Johnson’s book is one of the most instructive histories of the domestic Cold War to have appeared in years…

 The rest of the Times piece is actually quite interesting, so make sure to check it out. Just wanting to correct the record a bit.

8 Comments

  1. prayerwarriorpsychicnot May 21, 2014 at 1:10 pm | #

    Reblogged this on Citizens, not serfs.

  2. Jim Brash May 21, 2014 at 1:23 pm | #

    The history of conservatism seems bizarre at times. Seeing “commies” everywhere, exposing gays in government, and propaganda films like Reefer Madness. At other times its downright dangerous and fascist with people like Father Coughlin and Mayor Hague at its visible head. But no matter what it always has its foundation in the American establishment.
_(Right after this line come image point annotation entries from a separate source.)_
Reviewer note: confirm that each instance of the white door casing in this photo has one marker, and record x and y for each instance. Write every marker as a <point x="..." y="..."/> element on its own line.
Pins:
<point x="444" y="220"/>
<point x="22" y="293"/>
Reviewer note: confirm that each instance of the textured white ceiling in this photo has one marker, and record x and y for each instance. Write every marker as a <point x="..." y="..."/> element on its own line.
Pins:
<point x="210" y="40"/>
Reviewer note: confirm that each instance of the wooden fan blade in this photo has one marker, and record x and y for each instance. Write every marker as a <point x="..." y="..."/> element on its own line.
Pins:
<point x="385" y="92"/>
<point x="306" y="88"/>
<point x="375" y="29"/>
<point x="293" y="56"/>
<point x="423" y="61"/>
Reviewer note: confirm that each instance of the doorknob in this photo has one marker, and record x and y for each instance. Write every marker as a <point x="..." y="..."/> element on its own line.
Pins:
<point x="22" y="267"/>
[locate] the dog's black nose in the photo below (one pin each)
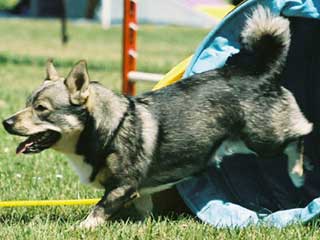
(8, 123)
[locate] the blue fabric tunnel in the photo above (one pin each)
(247, 190)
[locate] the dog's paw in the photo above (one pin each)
(92, 222)
(297, 180)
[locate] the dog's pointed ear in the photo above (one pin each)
(77, 83)
(51, 72)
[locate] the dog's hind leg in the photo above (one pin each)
(229, 147)
(294, 151)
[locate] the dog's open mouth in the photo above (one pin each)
(38, 142)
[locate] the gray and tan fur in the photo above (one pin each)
(133, 146)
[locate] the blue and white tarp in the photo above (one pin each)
(247, 190)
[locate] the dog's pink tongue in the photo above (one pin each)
(23, 147)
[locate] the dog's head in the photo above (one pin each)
(55, 113)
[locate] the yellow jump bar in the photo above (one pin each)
(36, 203)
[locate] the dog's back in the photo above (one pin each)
(243, 99)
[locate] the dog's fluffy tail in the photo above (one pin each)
(266, 37)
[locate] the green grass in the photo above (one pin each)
(24, 47)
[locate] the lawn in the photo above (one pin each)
(24, 47)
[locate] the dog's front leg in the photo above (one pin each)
(294, 151)
(111, 202)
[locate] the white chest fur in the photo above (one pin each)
(82, 168)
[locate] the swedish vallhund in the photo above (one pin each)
(135, 146)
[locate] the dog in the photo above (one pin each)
(135, 146)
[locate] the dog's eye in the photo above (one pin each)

Just a few thoughts.

  3. Bart May 21, 2014 at 1:32 pm | #

    “Senator Clyde Hoey, head of the first congressional inquiry into the threat, had to ask an aide: ‘Can you please tell me, what can two women possibly do?’”
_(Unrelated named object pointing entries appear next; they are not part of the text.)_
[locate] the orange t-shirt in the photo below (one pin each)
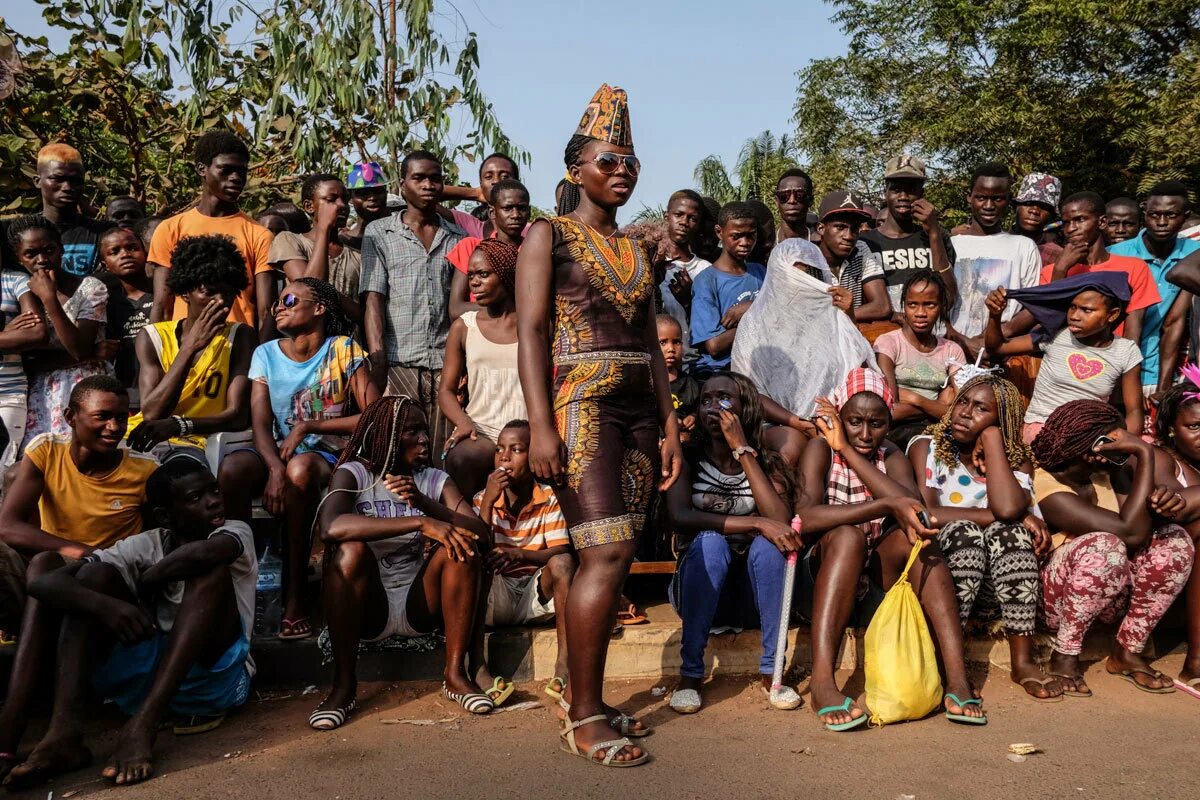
(1143, 289)
(253, 242)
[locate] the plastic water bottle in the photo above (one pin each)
(269, 595)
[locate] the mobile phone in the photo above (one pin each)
(1113, 458)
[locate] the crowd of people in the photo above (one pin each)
(479, 420)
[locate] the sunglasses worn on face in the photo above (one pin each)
(793, 194)
(289, 301)
(609, 163)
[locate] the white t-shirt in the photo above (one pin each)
(987, 263)
(400, 557)
(671, 306)
(1074, 371)
(136, 554)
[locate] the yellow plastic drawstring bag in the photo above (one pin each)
(901, 667)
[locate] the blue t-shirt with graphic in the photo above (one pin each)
(1152, 320)
(713, 293)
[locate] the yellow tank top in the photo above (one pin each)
(205, 388)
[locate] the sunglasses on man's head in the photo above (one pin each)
(793, 194)
(609, 163)
(289, 301)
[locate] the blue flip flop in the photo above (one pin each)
(841, 726)
(961, 717)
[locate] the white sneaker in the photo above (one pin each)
(785, 698)
(684, 701)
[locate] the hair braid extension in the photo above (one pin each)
(1174, 401)
(503, 259)
(1071, 431)
(336, 322)
(1009, 419)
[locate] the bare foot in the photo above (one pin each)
(49, 758)
(597, 732)
(1139, 668)
(826, 695)
(131, 762)
(339, 697)
(1069, 672)
(457, 683)
(1035, 681)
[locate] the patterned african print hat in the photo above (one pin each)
(606, 118)
(861, 379)
(365, 174)
(1039, 187)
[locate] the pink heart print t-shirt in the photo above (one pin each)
(1073, 371)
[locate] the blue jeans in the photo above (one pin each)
(705, 585)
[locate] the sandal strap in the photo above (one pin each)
(831, 709)
(613, 747)
(580, 723)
    Possibly something the good Senator himself never did.

  4. Blinkenlights der Gutenberg May 21, 2014 at 1:44 pm | #

    “That year, the State Department fired ‘perverts’ at the rate of one a day, more than twice the figure for suspected Communists.”

    There must have been at least 10 times as many ‘perverts’ as communists, though; perhaps closer to 100 times. (The USA’s largest communist party, at its peak, had a membership of 0.06% of the population, whereas homosexuality is usually estimated at around 4% of the population.)

  5. Glenn May 21, 2014 at 10:09 pm | #

    If terrorism is affecting political change for weakening state control by outsider’s use of violence, then timorism is affecting political stability for strengthening state control by insider’s use of fear.

  6. Cavoyo May 22, 2014 at 10:18 pm | #

    Unrelated: A school is teaching children important life lessons. Namely, that only people with money get to use the bathroom at work. http://www.wric.com/story/25573747/elementary-school-pay-to-potty-rule-outrages-parents

  7. Porcupine Eater May 25, 2014 at 8:28 am | #

    Poor gays couldn’t get a break. Hoover says they were vulnerable to possible Soviet indoctrination while the Soviets were busy putting them in mental hospitals and gulags (the bourgeois corruption of socialist heterosexual marriage of course.) Although I should note their temporary legal status under Lenin. Let’s not forget the Soviet propaganda campaign to tar the Nazis as a giant gay pedophile cult while the Nazis were throwing gays in gas chambers. Orwell had no love for the gays and smeared them as decadent elitists. Surprisingly the Tories had a fair share of homosexuals in their ranks and the gay rights struggle didn’t really become a movement of the left until the Stonewall incident.